Dibentuk pada 1988 oleh Organisasi Meteorologi Dunia (World Meteorological Organization, WMO) dan Program Lingkungan PBB (United Nations Environment Program, UNEP), IPCC bertujuan untuk memberikan informasi kepada semua pemerintah dari berbagai lapisan untuk mengembangkan kebijakan negara mereka.  Laporan-laporan kajian yang diterbitkan oleh IPCC juga menjadi acuan penting dalam proses negosiasi perjanjian perubahan iklim dunia. Sejak menerima Hadiah Nobel Perdamaian, tentu saja peran dan arti-penting IPCC dalam upaya untuk menghadapi krisis iklim semakin kuat.

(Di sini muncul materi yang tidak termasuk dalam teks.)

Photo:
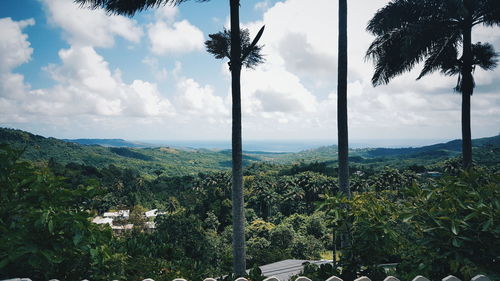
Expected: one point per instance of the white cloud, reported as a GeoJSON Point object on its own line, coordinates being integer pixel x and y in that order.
{"type": "Point", "coordinates": [83, 26]}
{"type": "Point", "coordinates": [199, 100]}
{"type": "Point", "coordinates": [14, 47]}
{"type": "Point", "coordinates": [301, 42]}
{"type": "Point", "coordinates": [160, 73]}
{"type": "Point", "coordinates": [167, 36]}
{"type": "Point", "coordinates": [180, 37]}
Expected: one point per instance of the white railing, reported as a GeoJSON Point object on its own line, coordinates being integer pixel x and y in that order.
{"type": "Point", "coordinates": [302, 278]}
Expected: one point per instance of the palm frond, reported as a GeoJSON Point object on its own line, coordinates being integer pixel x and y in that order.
{"type": "Point", "coordinates": [219, 45]}
{"type": "Point", "coordinates": [411, 31]}
{"type": "Point", "coordinates": [127, 7]}
{"type": "Point", "coordinates": [489, 12]}
{"type": "Point", "coordinates": [443, 57]}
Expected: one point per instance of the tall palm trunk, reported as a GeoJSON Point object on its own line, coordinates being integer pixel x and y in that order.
{"type": "Point", "coordinates": [343, 139]}
{"type": "Point", "coordinates": [467, 88]}
{"type": "Point", "coordinates": [239, 264]}
{"type": "Point", "coordinates": [343, 146]}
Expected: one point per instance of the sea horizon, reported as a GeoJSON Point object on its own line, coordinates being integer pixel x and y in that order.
{"type": "Point", "coordinates": [283, 146]}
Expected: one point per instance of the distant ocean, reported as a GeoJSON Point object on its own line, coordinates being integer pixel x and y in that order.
{"type": "Point", "coordinates": [293, 146]}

Laporan Kajian Pertama (First Assessment Report) diterbitkan pada 1990, bertepatan dengan Konferensi Iklim Dunia Kedua (Second World Climate Conference) di Geneve, Swiss. Dalam konferensi itu, laporan IPCC ini menjadi dasar untuk mengeluarkan Pernyataan Menteri (Ministerial Declaration) mengenai bagaimana dunia harus menghadapi perubahan iklim.  Kajian Pertama ini menyebutkan dengan pasti bahwa emisi yang dihasilkan oleh aktivitas manusia telah meningkatkan konsentrasi gas-gas rumah kaca di atmosfer, menyebabkan permukaan Bumi menjadi semakin panas. Kajian ini juga menyimpulkan bahwa peningkatan suhu yang akan terjadi adalah sebesar 0,3 °C per dekade (IPCC 1990).

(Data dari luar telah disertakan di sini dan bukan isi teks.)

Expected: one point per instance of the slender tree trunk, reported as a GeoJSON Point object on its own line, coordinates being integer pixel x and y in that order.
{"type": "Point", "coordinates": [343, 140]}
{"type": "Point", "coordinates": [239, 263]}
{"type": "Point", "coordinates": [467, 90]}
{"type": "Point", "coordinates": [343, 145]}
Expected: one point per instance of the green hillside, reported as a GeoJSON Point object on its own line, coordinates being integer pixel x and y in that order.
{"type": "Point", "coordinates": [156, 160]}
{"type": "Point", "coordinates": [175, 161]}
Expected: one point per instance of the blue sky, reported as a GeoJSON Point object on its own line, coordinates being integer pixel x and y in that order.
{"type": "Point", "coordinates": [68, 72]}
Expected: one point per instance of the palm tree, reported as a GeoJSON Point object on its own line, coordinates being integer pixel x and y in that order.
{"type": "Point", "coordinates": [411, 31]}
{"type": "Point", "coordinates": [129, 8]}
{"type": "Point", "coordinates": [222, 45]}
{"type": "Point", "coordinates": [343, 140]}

Salah satu langkah lanjut dari deklarasi itu adalah pembentukan International Negotiating Committee for a Framework Convention on Climate Change (INC-FCCC, atau biasa disebut sebagai INC saja), dan pembentukan Sistem Pengamatan Iklim Dunia (Global Climate Observing System, GCOS), yang pada ujungnya menelurkan sebuah perjanjian internasional yang mengatur komitmen semua negara di dunia dalam menghadapi perubahan iklim: United Nations Framework Convention on Climate Change (UNFCCC), atau Kerangka Kerja Konvensi PBB mengenai Perubahan Iklim, yang diadopsi pada 1992.

Dari Pengetahuan Ilmiah Menjadi Kebijakan Dunia

Holding the increase in the global average temperature to well below 2°C above pre-industrial levels and pursuing efforts to limit the temperature increase to 1.5°C above pre-industrial levels … — Pasal 2, Perjanjian Paris untuk United Nations Framework Convention on Climate Change (UNFCCC).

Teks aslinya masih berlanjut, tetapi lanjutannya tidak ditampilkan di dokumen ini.